Egypt’s House of Representatives has approved key amendments to the stamp tax law governing stock market transactions, introducing a revised framework designed to increase trading volumes and deepen the country’s capital markets. The new rules aim to strike a balance between generating government revenue and stimulating activity on the Egyptian Exchange (EGX).
Quick Facts
- Intraday trading tax cut to 0.25 per thousand.
- Listed investment funds are now fully tax-exempt.
- Aims to increase liquidity on the Egyptian Exchange.
A Closer Look at the New Tax Structure
Under the updated regulations, a stamp tax of 0.5 per thousand will be applied to both the buyer and seller for transactions involving listed securities.
However, in a direct move to encourage higher trading frequency and market liquidity, the tax for intraday trades—where securities are bought and sold within the same trading session—has been halved to 0.25 per thousand for both parties. This reduction significantly lowers the cost for active traders and market makers.

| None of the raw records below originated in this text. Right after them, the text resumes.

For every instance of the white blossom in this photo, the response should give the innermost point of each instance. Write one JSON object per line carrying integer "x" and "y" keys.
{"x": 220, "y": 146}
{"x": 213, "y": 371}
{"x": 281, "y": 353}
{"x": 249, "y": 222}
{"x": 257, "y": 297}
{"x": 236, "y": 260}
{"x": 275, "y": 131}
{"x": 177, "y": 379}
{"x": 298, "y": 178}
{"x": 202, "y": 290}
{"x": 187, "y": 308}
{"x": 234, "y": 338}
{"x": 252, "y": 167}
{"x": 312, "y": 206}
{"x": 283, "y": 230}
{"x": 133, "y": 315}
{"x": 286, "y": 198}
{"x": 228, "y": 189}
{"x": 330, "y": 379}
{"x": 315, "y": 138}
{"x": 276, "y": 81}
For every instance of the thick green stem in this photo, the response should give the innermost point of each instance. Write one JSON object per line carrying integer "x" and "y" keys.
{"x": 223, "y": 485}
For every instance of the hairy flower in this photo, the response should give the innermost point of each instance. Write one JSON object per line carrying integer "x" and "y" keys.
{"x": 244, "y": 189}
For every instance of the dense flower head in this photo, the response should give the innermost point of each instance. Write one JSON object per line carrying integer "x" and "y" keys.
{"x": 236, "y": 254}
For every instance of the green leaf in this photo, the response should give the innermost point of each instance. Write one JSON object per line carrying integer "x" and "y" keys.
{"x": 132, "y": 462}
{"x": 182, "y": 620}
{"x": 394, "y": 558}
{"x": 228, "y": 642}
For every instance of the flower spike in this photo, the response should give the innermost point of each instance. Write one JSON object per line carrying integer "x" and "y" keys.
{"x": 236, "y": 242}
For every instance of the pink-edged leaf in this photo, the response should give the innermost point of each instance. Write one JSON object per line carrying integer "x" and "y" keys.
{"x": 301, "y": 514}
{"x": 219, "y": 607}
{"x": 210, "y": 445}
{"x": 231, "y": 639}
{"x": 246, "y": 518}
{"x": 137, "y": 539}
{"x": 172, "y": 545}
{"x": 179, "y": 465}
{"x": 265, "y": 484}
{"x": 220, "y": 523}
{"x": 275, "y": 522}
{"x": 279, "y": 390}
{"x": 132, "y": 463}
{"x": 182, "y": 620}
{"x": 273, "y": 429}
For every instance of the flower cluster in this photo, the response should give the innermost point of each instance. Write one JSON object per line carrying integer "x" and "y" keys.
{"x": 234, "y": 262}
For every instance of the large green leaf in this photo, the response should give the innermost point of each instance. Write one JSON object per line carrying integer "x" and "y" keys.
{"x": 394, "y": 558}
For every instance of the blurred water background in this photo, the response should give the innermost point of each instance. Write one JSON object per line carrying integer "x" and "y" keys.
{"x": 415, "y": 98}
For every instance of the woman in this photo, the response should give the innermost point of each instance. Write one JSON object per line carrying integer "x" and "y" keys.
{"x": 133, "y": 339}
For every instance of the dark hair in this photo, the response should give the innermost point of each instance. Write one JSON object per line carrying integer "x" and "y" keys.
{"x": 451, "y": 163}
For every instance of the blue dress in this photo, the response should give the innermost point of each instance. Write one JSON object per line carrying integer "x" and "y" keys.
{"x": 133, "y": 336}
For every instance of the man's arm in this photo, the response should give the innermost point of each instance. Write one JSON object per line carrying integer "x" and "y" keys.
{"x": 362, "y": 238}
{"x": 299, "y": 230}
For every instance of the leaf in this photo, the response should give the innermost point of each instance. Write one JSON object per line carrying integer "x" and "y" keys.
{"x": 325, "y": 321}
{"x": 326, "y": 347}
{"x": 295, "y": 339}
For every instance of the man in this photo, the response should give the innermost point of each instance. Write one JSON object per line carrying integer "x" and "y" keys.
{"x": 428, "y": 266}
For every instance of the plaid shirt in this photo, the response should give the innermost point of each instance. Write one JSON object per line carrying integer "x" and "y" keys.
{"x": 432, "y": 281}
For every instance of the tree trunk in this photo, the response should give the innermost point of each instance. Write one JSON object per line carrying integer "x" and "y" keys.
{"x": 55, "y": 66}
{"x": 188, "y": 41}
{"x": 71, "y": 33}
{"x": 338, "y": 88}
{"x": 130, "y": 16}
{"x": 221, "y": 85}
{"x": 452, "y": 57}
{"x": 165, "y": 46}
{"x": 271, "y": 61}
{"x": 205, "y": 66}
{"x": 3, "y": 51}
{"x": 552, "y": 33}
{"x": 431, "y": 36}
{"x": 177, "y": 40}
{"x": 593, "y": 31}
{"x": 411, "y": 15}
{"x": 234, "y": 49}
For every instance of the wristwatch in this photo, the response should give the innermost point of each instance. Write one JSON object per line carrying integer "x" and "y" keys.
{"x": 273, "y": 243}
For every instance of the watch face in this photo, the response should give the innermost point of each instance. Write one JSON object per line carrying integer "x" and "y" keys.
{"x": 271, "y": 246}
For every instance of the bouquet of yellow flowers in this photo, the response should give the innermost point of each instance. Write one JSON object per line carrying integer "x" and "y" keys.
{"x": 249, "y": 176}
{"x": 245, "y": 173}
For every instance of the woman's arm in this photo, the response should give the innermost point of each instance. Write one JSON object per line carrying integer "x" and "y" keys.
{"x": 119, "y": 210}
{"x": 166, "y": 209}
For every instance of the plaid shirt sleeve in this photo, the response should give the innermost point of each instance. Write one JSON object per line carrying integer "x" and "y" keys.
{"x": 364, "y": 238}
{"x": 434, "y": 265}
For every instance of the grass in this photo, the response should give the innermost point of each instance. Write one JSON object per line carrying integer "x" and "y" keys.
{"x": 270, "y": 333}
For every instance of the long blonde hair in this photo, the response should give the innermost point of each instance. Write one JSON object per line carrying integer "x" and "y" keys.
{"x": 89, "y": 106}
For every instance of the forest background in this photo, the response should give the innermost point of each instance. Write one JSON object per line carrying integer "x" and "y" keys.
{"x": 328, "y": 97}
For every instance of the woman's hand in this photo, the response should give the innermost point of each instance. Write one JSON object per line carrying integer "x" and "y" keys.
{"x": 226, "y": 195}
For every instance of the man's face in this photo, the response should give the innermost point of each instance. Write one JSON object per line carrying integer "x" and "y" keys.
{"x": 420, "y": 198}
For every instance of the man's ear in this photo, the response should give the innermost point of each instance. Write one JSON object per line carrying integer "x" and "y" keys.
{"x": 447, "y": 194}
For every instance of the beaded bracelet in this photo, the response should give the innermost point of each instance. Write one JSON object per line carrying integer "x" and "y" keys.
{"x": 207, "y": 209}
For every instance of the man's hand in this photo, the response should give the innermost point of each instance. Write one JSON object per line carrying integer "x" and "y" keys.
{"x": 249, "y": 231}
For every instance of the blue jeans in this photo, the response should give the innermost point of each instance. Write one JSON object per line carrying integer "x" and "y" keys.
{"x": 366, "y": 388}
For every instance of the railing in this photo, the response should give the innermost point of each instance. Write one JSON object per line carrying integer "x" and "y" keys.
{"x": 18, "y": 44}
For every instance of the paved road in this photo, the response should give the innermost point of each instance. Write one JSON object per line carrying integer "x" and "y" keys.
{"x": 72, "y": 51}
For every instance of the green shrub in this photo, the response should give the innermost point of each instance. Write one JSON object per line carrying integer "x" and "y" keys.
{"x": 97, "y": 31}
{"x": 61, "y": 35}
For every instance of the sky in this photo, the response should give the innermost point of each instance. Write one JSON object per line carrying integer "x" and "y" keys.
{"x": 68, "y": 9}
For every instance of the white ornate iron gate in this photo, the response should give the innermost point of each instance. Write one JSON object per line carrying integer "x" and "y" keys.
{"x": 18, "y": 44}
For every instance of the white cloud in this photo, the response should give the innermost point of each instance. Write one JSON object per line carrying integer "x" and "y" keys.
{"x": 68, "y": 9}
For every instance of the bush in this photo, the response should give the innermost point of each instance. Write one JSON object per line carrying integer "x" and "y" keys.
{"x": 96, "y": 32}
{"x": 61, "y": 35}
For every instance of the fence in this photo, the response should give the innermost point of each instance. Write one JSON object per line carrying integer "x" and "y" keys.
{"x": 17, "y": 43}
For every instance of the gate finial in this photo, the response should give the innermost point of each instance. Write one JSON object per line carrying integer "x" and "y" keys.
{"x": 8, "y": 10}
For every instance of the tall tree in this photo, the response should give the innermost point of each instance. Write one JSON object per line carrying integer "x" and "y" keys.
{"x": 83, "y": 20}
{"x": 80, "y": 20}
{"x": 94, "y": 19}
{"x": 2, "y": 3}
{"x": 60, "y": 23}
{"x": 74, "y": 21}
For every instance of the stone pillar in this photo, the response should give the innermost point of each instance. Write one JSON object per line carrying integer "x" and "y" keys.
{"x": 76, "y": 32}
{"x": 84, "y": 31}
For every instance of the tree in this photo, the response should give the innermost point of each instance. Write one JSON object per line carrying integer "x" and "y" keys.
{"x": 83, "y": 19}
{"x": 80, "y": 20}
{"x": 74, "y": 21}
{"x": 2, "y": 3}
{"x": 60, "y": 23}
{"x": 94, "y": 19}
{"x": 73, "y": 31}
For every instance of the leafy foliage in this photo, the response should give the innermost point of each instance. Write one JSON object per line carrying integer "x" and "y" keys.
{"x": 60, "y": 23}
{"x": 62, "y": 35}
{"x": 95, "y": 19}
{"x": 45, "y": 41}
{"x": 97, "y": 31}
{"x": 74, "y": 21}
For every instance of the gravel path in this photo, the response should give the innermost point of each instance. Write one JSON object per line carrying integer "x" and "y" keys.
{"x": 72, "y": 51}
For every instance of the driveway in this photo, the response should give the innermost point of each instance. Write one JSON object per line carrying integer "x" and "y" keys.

Solving Double Taxation and Boosting Investment Funds
A critical component of the reform is the complete exemption of listed investment fund certificates from the stamp tax. This change addresses a long-standing issue of double taxation, where investment funds were taxed as corporate entities, and investors were taxed again upon trading the fund’s certificates.
By removing this second layer of tax, policymakers are making professionally managed investment products more attractive. The move is expected to support the growth of Egypt’s asset management industry and encourage more retail investors to access diversified portfolios through listed funds.
Strengthening Egypt’s Capital Markets
These tax amendments are part of a broader government strategy to enhance the role and depth of Egypt’s capital markets. By lowering transaction costs and removing structural impediments like double taxation, the government is signaling strong support for increasing participation from both individual and institutional investors.
Market observers anticipate that the new rules will lead to increased trading activity and greater liquidity on the EGX, positioning the stock market as a more effective engine for capital formation and investment in the country.
About The Egyptian Exchange (EGX)
The Egyptian Exchange (EGX) is the country’s main stock exchange, providing a regulated marketplace for the trading of securities. It plays a vital role in Egypt’s economy by facilitating capital formation and investment for listed companies.